Protect Thy Neighbor, a project of Americans United for Separation of Church and State, outlines the many hypothetical situations for how this discrimination could legally be permitted consequence-free, and unsurprisingly the vast majority of it impacts the LGBT community.
Among them include an adoption agency refusing to place a child with a family if the parents lived together before they were married, a counselor refusing to help an LGBT teen who called a suicide hotline, a car rental agency refusing to rent a car to a same-sex couple for use on their honeymoon, and a private sector company firing a woman for wearing pants.
But of course, according to GOP Senator Jenifer Branning – the bill’s primary author who said it was drafted in response to the Supreme Court’s Obergefell decision legalizing same-sex marriage – this is AGAINST discrimination, not in favor of it.
You know, the type of wretched discrimination that heterosexual, Christian, Caucasians face on a routine basis in the American South!
“This isn’t a bill to allow any type of discrimination at all,” said Branning. “As a matter of fact, it’s quite the opposite.
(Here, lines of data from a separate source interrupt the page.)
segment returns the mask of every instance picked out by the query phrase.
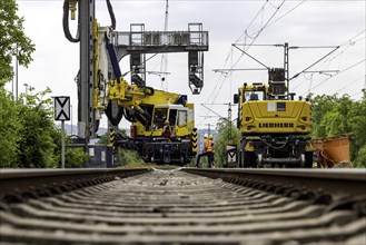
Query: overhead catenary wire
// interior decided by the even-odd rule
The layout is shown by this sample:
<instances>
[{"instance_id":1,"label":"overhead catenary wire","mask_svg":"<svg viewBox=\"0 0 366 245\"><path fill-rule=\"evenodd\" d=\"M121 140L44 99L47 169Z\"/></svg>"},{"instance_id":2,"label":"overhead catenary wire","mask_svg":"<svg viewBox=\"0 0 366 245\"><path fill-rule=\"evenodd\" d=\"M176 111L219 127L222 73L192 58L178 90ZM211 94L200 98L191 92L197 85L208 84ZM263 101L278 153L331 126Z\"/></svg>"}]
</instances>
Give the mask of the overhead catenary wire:
<instances>
[{"instance_id":1,"label":"overhead catenary wire","mask_svg":"<svg viewBox=\"0 0 366 245\"><path fill-rule=\"evenodd\" d=\"M258 18L258 16L260 14L260 12L261 11L264 11L264 8L265 8L265 6L268 3L268 1L269 0L267 0L264 4L263 4L263 7L260 8L260 10L258 11L258 13L255 16L255 18L249 22L249 24L248 24L248 27L246 28L246 30L240 35L240 37L237 39L237 41L239 41L241 38L243 38L243 36L245 36L246 37L246 39L248 38L248 29L250 28L250 26L254 23L254 21ZM265 22L265 24L256 32L256 35L255 35L255 37L254 38L251 38L253 40L251 40L251 42L248 45L248 46L246 46L246 43L245 43L245 50L248 50L249 48L250 48L250 46L257 40L257 38L260 36L260 33L263 33L263 31L269 26L269 23L271 22L271 20L274 19L274 17L277 14L277 12L279 11L279 9L284 6L284 3L286 2L286 0L283 0L281 1L281 3L278 6L278 7L276 7L276 10L275 10L275 12L267 19L267 21ZM295 9L294 9L295 10ZM287 12L286 14L288 14L289 12ZM236 42L237 42L236 41ZM233 47L230 48L230 52L231 53L229 53L228 56L227 56L227 58L226 58L226 62L225 62L225 65L228 62L228 60L229 60L229 57L230 56L233 56ZM244 56L244 53L241 52L241 55L240 55L240 57L233 63L233 61L231 61L231 63L230 63L230 69L233 69L233 68L235 68L236 66L237 66L237 63L240 61L240 59L243 58L243 56ZM217 99L217 97L218 97L218 95L219 95L219 92L221 91L221 89L222 89L222 87L224 87L224 84L225 84L225 81L226 81L226 79L228 78L228 77L230 77L231 76L231 71L229 71L228 74L226 74L225 76L220 76L219 78L218 78L218 80L217 80L217 84L216 84L216 86L215 86L215 89L211 91L211 94L210 94L210 96L207 98L207 100L206 100L206 102L208 102L209 100L210 100L210 98L212 98L212 100L211 100L211 102L214 104L215 101L216 101L216 99ZM221 84L220 84L220 86L218 86L219 85L219 81L221 80ZM218 90L216 91L216 89L218 88ZM215 95L215 92L216 92L216 95ZM208 111L207 111L207 115L208 115Z\"/></svg>"},{"instance_id":2,"label":"overhead catenary wire","mask_svg":"<svg viewBox=\"0 0 366 245\"><path fill-rule=\"evenodd\" d=\"M315 69L314 72L319 71L320 69L324 69L324 65L325 65L325 63L328 63L328 66L329 66L329 65L330 65L330 63L332 63L337 57L343 57L344 52L345 52L347 49L349 49L350 47L355 47L358 42L365 40L365 36L364 36L364 37L359 37L359 36L362 36L362 35L365 33L365 32L366 32L366 29L362 30L360 32L358 32L357 35L355 35L354 37L352 37L350 39L348 39L347 41L344 41L342 45L339 45L339 48L337 49L338 53L334 52L334 53L332 53L330 56L328 56L326 59L324 59L324 60L323 60L323 63L320 63L320 65ZM353 66L352 66L352 67L353 67ZM340 68L340 60L339 60L339 63L338 63L338 70L340 70L339 68ZM350 69L350 68L349 68L349 67L346 68L346 70L348 70L348 69ZM342 70L339 74L342 74L342 72L344 72L344 71L345 71L345 70ZM320 74L320 72L319 72L319 74ZM325 72L323 72L323 74L325 74ZM337 74L337 75L338 75L338 74ZM334 78L335 76L336 76L336 75L329 75L329 77L326 78L325 80L320 81L320 84L324 84L324 82L328 81L329 79ZM306 77L305 77L305 79L308 80ZM293 80L293 84L294 84L294 81L296 81L296 80ZM294 90L296 90L296 89L297 89L297 88L298 88L304 81L305 81L305 80L301 80L297 86L295 86L295 87L294 87ZM311 80L310 80L310 81L313 82L313 77L311 77ZM320 86L320 85L319 85L319 86ZM316 87L318 87L318 86L316 86ZM311 84L310 84L310 87L307 89L307 91L306 91L305 94L307 94L307 92L314 90L316 87L311 88ZM304 94L304 95L305 95L305 94Z\"/></svg>"},{"instance_id":3,"label":"overhead catenary wire","mask_svg":"<svg viewBox=\"0 0 366 245\"><path fill-rule=\"evenodd\" d=\"M301 96L305 96L305 95L308 94L309 91L313 91L314 89L318 88L320 85L323 85L323 84L326 82L327 80L329 80L329 79L332 79L332 78L334 78L334 77L336 77L336 76L338 76L338 75L340 75L340 74L343 74L343 72L346 72L346 71L349 70L349 69L353 69L353 68L357 67L358 65L365 62L365 60L366 60L366 59L363 59L363 60L360 60L360 61L358 61L358 62L356 62L356 63L354 63L354 65L347 67L346 69L339 71L338 74L336 74L336 75L334 75L334 76L332 76L332 77L328 77L327 79L320 81L317 86L315 86L315 87L313 87L313 88L309 88L309 89L308 89L306 92L304 92Z\"/></svg>"}]
</instances>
It’s about protecting the religious freedom of those who don’t feel they can with a clean conscience assist a same-sex couple.”
Ah, “Religious Liberty” that old trick. Because it is far better to allow a suicidal LGBT teen displaced from her home to kill herself than to trouble oneself with compromising one’s “christian values.”
In a statement prior to the bill’s passage, Human Rights Campaign President Chad Griffin said “This legislation moves Mississippi backward, undermining equality for its residents and jeopardizing its ability to attract and retain fair-minded businesses. Governor Bryant should be paying close attention to the backlash against discrimination in Georgia, where Gov. Nathan Deal vetoed a terrible anti-LGBT bill, and in North Carolina, where fair-minded people and the broader business community are calling on state leaders to repudiate and repeal the discriminatory law passed last week. Mississippi’s economy and its reputation hang in the balance.”
Injustice.in can only hope that the states rallying against North Carolina move quickly to follow suit in Mississippi.
That and, you know, winning some GOP-held state legislatures this November, too.